Using COLLECT STATISTICS in Teradata

ChrisCamp picture ChrisCamp · May 21, 2013 · Viewed 32.4k times · Source

In Teradata I can use a statement like ...

collect statistics on my_table column(col1)

This will gather stats on the table and store them in DBC views like ColumnStats, IndexStats and MultiColumnStats. I'm also under the impression that the optimizer (parsing engine) will find the statistics when they are available and use them instead of estimated table cardinality/index value counts to make better decisions on how to execute a query.

This all sounds great, but I have some questions.

  • are there any disadvantages to using collect stats?
  • When is it appropriate/inappropriate to use collect statistics in your SQL scripting?
  • What's the performance benefit to collect statistics on a field that's already indexed?
  • How long are statistics stored for (table, volatile tables)?
  • Any other comments concerning collect statistics would be appreciated.

Answer

gyan picture gyan · May 28, 2013

1>are there any disadvantages to using collect stats?

Yes, collect stats itself is time consuming, it actually locate data from AMPS and insert the stats in dictionary tables.

Suppose you have a table definition like:

ct t1(x1 int,y1 int, z1 int);

The table contains millions of rows and z1 is never used in the ST/Join conditions, then it is not worth to collect stats on z1.

2>When is it appropriate/inappropriate to use collect statistics in your SQL scripting?

Already answered above.
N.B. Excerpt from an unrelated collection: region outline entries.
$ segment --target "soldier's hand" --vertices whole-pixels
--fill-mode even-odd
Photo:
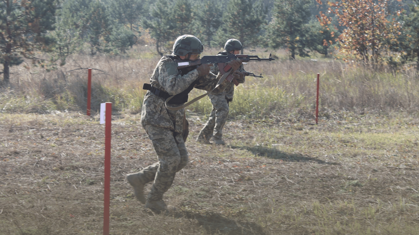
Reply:
[[[236,59],[231,60],[231,61],[228,63],[227,64],[231,66],[233,68],[233,71],[234,71],[238,69],[240,66],[241,65],[241,60],[239,59]]]
[[[207,64],[203,64],[197,68],[199,76],[204,76],[210,74],[210,65]]]
[[[237,82],[239,83],[243,83],[244,82],[244,75],[243,74],[243,73],[239,71],[238,70],[236,70],[234,71],[233,73],[233,77],[237,80]]]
If a column is going to be used as ST/Join condition .i.e in where or on clause, you must collect stats, otherwise not needed.

3>What's the performance benefit to collect statistics on a field that's already indexed?

ct t1(x1 int,y1 int) primary index(x1);

for a simple query like sel * from t1 where x1 = 5;

will demonstrate the usefulness of collect stats.

How?

the optimizer can correctly estimate how many rows this query will select and if t1 is going to be joined with say t2, a efficient join will be chosen by optimizer.

4>How long are statistics stored for (table, volatile tables)?

Table : permanently.

volatile tables: till session expires.

5>Any other comments concerning collect statistics would be appreciated.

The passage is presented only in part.